In passing upon the constitutional provision, hereinbefore referred to and copied, the Supreme Court held in Washer v. Smyer, 109 Tex. 398,211 S.W. 985, 4 A.L.R. 1320:

"There is no declaration in the constitutional provision that a transaction in which something other than money, property, or labor is received in payment for the corporation's stock shall be utterly void. It prohibits such a transaction and, therefore, makes it unlawful, but that is the extent to which it goes. If a security be accepted in payment for the stock, such, for instance, as a subscriber's note, which is not property for such a purpose, the Constitution does not say either that it, or the stock issued for it, shall be void. The acceptance of the note in payment for the stock and the issuance of the stock are only interdicted. The word `void' is used but once in the constitutional provision, and that, it is to be noted, is not in the clause which prohibits the issuance of stock for other than money, property or labor. It is in the distinct clause which says that all fictitious increase of stock or indebtedness shall be void. While the term is found in that clause of the section, the framers of the Constitution avoided its use in the other. It must be assumed that they did so deliberately. There is an essential difference between prohibiting a certain form of transaction — making it unlawful, and declaring that it, with all securities issuing out of it shall be utterly void."

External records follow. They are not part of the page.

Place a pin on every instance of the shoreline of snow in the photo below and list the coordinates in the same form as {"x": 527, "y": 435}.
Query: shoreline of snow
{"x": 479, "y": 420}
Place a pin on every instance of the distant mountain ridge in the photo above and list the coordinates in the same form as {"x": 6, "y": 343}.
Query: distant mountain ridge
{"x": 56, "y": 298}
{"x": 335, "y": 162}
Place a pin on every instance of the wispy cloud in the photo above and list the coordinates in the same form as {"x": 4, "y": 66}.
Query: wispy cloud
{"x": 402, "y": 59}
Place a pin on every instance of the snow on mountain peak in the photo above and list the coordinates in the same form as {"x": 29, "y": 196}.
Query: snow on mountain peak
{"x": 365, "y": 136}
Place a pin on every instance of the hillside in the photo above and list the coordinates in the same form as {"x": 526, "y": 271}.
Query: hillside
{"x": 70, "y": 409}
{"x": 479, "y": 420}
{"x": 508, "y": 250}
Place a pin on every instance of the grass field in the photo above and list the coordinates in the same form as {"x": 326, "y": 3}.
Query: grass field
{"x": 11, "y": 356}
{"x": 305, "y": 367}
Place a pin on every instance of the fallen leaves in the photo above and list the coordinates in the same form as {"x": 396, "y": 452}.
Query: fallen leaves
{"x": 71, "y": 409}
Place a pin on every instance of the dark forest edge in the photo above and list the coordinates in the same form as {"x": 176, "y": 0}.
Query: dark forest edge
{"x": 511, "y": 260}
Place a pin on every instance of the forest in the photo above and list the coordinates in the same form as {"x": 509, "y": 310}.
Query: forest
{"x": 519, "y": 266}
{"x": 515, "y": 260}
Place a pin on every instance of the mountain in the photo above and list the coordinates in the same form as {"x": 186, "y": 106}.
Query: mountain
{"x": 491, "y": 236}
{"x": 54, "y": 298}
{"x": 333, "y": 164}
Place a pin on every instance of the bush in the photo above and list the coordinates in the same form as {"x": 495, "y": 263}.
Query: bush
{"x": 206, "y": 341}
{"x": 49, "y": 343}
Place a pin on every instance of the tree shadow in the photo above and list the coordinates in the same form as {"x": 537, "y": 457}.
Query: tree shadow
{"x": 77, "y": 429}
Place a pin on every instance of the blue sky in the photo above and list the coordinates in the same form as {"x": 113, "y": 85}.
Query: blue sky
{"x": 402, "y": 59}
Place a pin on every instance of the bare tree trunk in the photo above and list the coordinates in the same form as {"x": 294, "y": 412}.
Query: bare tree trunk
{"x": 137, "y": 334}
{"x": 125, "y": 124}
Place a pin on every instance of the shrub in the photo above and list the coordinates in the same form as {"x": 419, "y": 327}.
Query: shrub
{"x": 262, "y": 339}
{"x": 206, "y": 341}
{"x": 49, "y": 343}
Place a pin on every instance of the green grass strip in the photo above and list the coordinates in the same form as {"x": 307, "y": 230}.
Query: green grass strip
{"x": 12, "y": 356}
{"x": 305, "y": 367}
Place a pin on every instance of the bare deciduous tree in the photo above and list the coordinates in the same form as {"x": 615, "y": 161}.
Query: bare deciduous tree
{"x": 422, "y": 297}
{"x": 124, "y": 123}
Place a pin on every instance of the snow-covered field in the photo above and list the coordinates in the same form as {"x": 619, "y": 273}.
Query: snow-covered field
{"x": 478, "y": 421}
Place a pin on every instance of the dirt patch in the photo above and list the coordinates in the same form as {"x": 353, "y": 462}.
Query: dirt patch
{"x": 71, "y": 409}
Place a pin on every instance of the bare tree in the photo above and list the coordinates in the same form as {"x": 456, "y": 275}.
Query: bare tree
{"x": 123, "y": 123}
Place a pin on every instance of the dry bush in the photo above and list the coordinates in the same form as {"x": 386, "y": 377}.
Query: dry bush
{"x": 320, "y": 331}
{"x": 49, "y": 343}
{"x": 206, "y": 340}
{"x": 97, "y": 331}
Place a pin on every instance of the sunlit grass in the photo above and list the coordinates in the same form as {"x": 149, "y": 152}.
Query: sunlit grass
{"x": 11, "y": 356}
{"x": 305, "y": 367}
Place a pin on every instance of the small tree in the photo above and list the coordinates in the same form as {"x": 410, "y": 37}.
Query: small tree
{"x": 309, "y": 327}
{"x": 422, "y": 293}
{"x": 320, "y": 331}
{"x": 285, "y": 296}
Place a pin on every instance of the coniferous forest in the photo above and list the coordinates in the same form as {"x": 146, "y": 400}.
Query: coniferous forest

We think the opinion puts the proper construction upon the constitutional clause, and answers every contention of plaintiff in error under the facts found by the trial judge. The distinction made by the founders of the Constitution between the unlawful issuance of stock or bonds for an inadequate or no consideration, and the fictitious increase of stock or indebtedness, is just and right, for the first may involve a lack of business acumen, but the second involves fraud and moral turpitude. The former may involve such negligence and lack of business sense as to render the act voidable; the latter is criminal, and renders the transaction void. The testimony fails to bring the transactions complained of in this case into the latter class. Thompson v. First State Bank, 109 Tex. 419, 211 S.W. 977; General Bonding Co. v. Moseley,110 Tex. 529, 222 S.W. 961; Commonwealth Bonding Co. v. Hollifield (Tex.Com.App.) 220 S.W. 322.

Plaintiff in error had as the main purpose in bringing this suit the cancellation and destruction of the bonds issued by the corporation, and yet he was fully acquainted with all the facts and circumstances surrounding the issuance of the bonds at the time of their issuance and participated in the issuance of the same. He remained silent for over four years, and now seeks to restrain the sale of the properties of the corporation on the ground that the "fictitious and void bond issue" will "depreciate and discount the value of the property and assets of said corporation." He is estopped to set up any such contention, and barred by limitation.

The judgment is affirmed.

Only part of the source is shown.